Andrew was hoping he believed him. He didn't want Hamilton thinking that he himself, or even Herbert, had been acting on their own initiative. Had somehow taken it in their heads that the way to do the little spic was with ball bats. Herbert had been the third man on the hunting party. The one who'd thrown his bat at the cop. The first one the cop had shot. He'd had nothing at all to do with deciding on the ball bats, James had made that decision. Maybe because the person they were about to do was a spic and spics understood baseball bats. But if the whole idea was to put the man to sleep, then what difference did it make how they did it? Was he later going to remember in his grave that it was a gun or a knife or three ball bats had done him? James's reasoning on this had eluded Andrew. But in a posse, as in any kind of business, there were levels of command. The man had said ball bats, so ball bats it had been.
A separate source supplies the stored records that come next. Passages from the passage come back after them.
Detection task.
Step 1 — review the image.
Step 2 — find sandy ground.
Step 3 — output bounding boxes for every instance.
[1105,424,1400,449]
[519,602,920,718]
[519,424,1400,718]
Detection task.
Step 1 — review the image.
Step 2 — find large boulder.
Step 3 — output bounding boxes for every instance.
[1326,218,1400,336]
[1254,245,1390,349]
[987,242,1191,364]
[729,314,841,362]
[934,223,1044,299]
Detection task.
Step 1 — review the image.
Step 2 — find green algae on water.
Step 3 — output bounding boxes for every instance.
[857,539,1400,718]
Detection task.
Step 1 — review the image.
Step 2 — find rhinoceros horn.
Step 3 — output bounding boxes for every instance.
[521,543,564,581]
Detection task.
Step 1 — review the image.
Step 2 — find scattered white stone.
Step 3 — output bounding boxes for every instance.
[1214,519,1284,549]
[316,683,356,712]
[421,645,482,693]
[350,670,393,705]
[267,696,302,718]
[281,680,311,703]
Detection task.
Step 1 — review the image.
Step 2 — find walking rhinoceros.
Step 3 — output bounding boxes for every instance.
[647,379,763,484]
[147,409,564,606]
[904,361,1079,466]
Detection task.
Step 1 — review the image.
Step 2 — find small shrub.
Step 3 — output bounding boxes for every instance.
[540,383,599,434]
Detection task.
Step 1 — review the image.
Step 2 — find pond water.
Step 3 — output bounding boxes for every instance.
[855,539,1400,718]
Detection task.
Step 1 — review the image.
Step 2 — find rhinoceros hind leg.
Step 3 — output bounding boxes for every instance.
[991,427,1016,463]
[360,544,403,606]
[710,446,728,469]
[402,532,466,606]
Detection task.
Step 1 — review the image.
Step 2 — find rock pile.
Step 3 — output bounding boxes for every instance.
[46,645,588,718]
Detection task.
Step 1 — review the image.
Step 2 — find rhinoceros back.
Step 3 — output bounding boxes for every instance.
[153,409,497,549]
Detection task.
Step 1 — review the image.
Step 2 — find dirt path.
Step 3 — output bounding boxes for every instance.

'Was it James's notion to merely harm the man?' Hamilton asked.

'I think to box him,' Andrew said.

'Not just to break a few bones, eh?'

'He told us you wanted the man boxed, Lewis.'

'Then why baseball bats?' Hamilton asked reasonably, and spread his hands before him, and lifted his shoulders and his eyebrows questioningly. 'If we are looking to put this man in a box in a hole in the ground, why take the long way home, Andrew, why take the dusty road by the sea, do you understand what I'm asking? Why not short and sweet, adios, amigo, you fuck with us, you kiss your sister goodbye? Am I making my point?'

'Yes, Lewis.'

'Did James have an explanation? Did he say I want to use bats for this or that reason?'

'He didn't offer no reason, Lewis.'

'Oh my my my,' Hamilton said, and sighed, and shook his head, and looked to Isaac for possible guidance.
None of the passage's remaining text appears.